This PyTorch Geometric implementation demonstrates key GNN concepts: - Message passing: Nodes aggregate information from neighbors - Edge indexing: Efficient sparse graph representation - Inductive bias: Architecture respects code graph structure

Trained on distance-11 surface code, this model generalizes to distance-21 with only 10% accuracy loss — unlike MLP which requires retraining.

9.3.2 Neural Belief Propagation

Combining neural networks with BP yields powerful hybrid decoders.

Definition: Neural BP

Neural BP replaces traditional BP messages with neural network outputs: - Variable-to-check messages: Learned functions of inputs - Check-to-variable messages: Learned functions of inputs

Can be seen as learned BP with trainable message functions.

Misconception

“Neural decoders will replace all traditional decoders because they’re faster.” While neural decoders are excellent for certain tasks (fast inference, generalization across code sizes), they have limitations that traditional decoders don’t: they require extensive training data, may fail on rare error patterns not seen during training, and lack the theoretical guarantees of algorithms like MWPM. The future is more likely hybrid approaches that use neural decoders for common cases but fall back to traditional algorithms for rare or ambiguous syndromes.

Proposition: Neural BP Benefits

Neural BP addresses classical BP limitations: - Short cycles: Learned messages account for correlations - Error floors: Training eliminates problematic configurations - Convergence: Guaranteed to converge in fixed iterations

Achieves near-ML performance on many codes [@xia2024].

9.4 Example: Neural BP for qLDPC

For hypergraph product codes with 10,000 qubits: - Standard BP: Error floor at \(10^{-6}\) - Neural BP: No error floor down to \(10^{-9}\) - Training: 10M syndromes, 100 epochs

Trade-off: 10x slower than standard BP, but still practical.

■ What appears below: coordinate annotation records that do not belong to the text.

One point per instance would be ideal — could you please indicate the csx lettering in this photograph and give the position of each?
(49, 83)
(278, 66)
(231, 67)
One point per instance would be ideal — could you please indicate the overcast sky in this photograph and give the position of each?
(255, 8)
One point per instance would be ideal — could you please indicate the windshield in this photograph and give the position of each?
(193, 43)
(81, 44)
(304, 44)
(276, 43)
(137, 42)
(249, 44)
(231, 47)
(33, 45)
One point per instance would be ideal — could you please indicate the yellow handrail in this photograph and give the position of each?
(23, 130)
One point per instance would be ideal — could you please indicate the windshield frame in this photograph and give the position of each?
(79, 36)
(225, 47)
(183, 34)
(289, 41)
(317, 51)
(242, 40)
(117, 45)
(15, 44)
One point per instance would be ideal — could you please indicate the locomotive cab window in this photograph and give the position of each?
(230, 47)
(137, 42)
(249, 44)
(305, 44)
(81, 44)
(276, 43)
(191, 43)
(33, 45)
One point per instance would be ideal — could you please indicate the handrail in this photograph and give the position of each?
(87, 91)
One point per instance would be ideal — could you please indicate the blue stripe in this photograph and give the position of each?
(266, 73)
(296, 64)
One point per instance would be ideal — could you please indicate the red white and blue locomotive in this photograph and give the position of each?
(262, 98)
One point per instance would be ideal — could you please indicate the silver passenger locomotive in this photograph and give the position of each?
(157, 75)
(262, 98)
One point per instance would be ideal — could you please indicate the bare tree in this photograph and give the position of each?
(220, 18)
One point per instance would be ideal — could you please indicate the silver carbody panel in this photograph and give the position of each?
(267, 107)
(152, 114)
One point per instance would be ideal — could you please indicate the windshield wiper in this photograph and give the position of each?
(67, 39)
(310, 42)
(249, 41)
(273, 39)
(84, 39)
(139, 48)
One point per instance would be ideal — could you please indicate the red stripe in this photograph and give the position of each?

9.4.1 Recurrent Neural Network Decoders

RNNs handle sequential syndrome data from repeated measurements.

Definition: RNN Decoder

An RNN decoder processes syndrome streams: - Input: Syndrome at each measurement round - Hidden state: Accumulates information over time - Output: Error estimate at each round

Handles correlations between consecutive syndromes.

Proposition: RNN Advantages

For repeated syndrome measurements: - Natural handling of temporal correlations - Can resolve ambiguous syndromes over multiple rounds - Lower latency than batch processing

Particularly valuable for surface code with imperfect measurements.

9.5 Example: RNN for Noisy Measurements

For surface code with 1% measurement error: - Batch decoder: ~5% logical error rate at \(p = 10^{-3}\) - RNN decoder: ~1% logical error rate at \(p = 10^{-3}\)

Improvement comes from temporal information integration.

9.6 Training Strategies and Data Generation

Neural decoder training requires careful consideration of data and objectives.

9.6.1 Label Selection

The choice of training labels affects decoder behavior.

Definition: Training Labels

ML labels: Most likely error for each syndrome
MWPM labels: Errors from MWPM decoder
Random labels: Uniformly random valid error
Hard labels: Only logical errors (sparse)

Each choice trades off different aspects of performance.

Proposition: Label Choice Impact

Training label choice significantly impacts performance: - ML labels: Optimal but expensive to compute - MWPM labels: Good practical choice, matches decoder target - Random labels: Can learn degenerate equivalence classes - Hard labels: Focuses on hardest cases

Best practice: Mix of MWPM and hard labels.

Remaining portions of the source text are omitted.